Le zebra striping est la pratique délibérée d'alterner un verre alcoolisé et un verre sans alcool au sein d'une même occasion : une pression, une bière sans alcool, un verre de rouge, un verre de rouge désalcoolisé, un cocktail, un mocktail, dans l'ordre que l'on veut, du moment que la cadence reste à peu près un pour un. Le terme a été nommé en juin 2024 dans un rapport conjoint du cabinet britannique KAM Insight et de la marque londonienne de bière sans alcool Lucky Saint. Il a circulé vite : au printemps 2026, il apparaît dans la presse spécialisée américaine, dans la presse continentale, et dans les supports de formation interne des groupes d'hôtellerie au Royaume-Uni, en Allemagne, aux Pays-Bas et en Belgique. Le zebra striping n'est pas de l'abstinence, ni du Dry January, ni la posture sober-curious qui consiste à renoncer à la catégorie. C'est de la modération par alternance, et la raison pour laquelle il s'installe plus vite que toutes les alternatives, c'est qu'il ne demande au buveur de renoncer à rien.
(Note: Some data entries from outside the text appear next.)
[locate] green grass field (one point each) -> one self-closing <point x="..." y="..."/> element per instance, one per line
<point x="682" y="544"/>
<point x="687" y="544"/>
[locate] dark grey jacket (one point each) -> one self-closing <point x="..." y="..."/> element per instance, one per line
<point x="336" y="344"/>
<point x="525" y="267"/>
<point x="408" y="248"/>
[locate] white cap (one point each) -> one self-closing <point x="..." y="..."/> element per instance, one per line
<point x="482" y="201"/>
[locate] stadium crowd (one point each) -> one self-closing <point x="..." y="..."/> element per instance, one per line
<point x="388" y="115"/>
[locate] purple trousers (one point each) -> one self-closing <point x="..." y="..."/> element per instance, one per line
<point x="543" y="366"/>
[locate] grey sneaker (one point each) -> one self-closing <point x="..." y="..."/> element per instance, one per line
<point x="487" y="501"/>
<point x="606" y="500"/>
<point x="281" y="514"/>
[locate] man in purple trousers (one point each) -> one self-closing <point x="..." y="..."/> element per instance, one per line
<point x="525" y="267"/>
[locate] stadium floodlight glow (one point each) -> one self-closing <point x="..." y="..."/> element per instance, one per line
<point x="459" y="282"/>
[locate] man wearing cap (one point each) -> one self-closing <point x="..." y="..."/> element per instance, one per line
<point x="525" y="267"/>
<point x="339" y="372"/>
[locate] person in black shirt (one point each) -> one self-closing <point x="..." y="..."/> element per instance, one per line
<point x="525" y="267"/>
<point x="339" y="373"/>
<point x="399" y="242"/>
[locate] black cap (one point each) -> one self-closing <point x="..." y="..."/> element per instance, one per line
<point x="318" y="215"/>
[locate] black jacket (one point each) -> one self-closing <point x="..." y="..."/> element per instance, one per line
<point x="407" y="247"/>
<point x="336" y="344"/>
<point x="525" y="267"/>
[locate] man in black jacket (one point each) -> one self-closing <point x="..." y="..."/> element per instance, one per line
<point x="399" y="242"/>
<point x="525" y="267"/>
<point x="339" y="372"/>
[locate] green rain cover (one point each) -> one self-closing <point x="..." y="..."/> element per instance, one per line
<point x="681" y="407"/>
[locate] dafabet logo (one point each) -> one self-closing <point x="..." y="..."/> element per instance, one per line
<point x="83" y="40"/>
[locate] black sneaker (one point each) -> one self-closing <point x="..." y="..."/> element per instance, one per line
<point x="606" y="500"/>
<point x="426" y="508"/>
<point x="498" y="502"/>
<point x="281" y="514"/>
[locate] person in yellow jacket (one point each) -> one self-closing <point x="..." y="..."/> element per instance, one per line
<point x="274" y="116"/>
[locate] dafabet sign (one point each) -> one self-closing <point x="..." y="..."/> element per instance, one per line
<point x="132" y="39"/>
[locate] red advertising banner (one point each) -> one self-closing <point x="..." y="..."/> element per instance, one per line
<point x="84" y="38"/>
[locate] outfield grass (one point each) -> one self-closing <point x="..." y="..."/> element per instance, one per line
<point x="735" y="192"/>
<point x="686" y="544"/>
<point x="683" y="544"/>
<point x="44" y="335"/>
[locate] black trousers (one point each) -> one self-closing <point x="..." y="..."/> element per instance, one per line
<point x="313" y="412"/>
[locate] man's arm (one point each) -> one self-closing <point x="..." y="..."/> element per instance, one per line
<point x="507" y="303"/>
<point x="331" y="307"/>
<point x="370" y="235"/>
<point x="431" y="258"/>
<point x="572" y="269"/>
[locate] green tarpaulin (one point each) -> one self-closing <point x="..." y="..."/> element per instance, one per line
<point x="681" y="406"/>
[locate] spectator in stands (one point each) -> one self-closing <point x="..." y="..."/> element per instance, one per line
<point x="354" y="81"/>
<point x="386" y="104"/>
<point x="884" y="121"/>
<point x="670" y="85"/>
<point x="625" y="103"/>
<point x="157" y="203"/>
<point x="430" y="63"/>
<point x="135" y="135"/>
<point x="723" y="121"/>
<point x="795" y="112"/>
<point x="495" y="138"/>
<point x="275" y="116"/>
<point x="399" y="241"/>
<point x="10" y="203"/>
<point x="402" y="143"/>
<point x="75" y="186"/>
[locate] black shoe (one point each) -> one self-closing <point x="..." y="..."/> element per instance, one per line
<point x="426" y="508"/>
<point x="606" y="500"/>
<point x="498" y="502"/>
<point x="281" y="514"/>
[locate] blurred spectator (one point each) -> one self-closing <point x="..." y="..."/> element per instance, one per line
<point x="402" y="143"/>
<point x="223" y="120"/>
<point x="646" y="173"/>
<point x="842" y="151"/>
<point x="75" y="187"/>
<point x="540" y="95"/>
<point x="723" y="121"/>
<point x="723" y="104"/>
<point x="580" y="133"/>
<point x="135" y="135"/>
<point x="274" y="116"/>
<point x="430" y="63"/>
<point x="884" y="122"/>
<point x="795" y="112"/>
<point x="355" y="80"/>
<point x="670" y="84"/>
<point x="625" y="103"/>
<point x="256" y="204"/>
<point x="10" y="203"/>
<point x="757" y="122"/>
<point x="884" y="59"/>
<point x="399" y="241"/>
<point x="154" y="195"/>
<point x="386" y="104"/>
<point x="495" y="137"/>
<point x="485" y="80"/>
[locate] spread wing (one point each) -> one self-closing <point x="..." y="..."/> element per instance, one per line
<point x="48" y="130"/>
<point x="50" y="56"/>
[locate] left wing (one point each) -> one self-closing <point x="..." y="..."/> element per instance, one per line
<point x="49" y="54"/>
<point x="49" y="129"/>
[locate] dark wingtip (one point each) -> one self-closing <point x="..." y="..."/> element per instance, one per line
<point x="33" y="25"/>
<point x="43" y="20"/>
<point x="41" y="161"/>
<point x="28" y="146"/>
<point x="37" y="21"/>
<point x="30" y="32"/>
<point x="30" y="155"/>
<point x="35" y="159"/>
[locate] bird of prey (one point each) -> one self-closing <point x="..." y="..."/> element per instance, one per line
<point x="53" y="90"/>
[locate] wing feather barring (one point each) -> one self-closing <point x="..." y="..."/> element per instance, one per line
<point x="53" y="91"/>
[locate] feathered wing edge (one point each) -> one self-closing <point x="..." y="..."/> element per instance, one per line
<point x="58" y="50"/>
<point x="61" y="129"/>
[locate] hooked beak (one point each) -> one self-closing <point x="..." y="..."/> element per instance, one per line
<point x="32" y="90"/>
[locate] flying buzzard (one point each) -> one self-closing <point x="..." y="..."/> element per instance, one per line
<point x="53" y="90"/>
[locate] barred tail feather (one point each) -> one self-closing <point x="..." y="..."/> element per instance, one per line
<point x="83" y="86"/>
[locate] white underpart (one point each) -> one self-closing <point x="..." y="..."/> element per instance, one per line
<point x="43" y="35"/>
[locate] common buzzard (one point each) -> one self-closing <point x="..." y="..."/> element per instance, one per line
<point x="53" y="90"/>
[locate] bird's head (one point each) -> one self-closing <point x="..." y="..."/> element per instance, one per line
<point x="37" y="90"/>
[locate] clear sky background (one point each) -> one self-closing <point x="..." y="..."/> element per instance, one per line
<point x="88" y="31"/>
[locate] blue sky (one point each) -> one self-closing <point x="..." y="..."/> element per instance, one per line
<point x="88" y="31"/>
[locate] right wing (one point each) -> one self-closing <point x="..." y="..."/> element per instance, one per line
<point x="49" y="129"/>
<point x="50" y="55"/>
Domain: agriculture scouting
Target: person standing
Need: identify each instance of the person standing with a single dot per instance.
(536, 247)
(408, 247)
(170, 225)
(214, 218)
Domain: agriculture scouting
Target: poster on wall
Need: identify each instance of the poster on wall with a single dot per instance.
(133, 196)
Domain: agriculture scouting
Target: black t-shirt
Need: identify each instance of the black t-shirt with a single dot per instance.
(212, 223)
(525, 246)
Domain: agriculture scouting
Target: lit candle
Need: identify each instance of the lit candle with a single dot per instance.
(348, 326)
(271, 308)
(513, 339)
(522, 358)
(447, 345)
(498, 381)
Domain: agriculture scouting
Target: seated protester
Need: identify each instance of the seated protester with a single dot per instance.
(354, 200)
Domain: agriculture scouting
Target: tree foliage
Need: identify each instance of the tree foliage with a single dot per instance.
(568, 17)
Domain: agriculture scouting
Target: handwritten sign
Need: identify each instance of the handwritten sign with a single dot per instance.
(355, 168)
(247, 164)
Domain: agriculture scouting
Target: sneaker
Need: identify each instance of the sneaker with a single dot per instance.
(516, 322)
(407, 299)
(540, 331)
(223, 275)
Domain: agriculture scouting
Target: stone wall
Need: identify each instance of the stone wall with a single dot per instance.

Ce que le zebra striping signifie concrètement
Une soirée « zebra-striped », ça ressemble à ceci. Vous arrivez au bar. Vous commandez un verre de blanc sec. Vous le buvez. Vous commandez une blonde belge sans alcool. Vous la buvez. Vous commandez un deuxième verre de blanc. À la troisième heure de la soirée, vous avez consommé trois verres alcoolisés au lieu de six. Vous êtes resté dans la conversation. Vous n'êtes pas passé dans la posture sociale du non-buveur — laquelle, dans la plupart des cultures européennes, reste légèrement coûteuse socialement un vendredi soir ou au milieu d'un long dîner. Vous avez, dans le vocabulaire que KAM utilise, « gardé la visite alcoolisée » tout en divisant par deux votre apport en éthanol. Le nom du schéma reprend l'image des rayures alternées du zèbre — alcoolisé, sans alcool, alcoolisé, sans alcool — et il a cette qualité rare, dans le vocabulaire commercial, d'être visuellement évident et impossible à oublier une fois entendu.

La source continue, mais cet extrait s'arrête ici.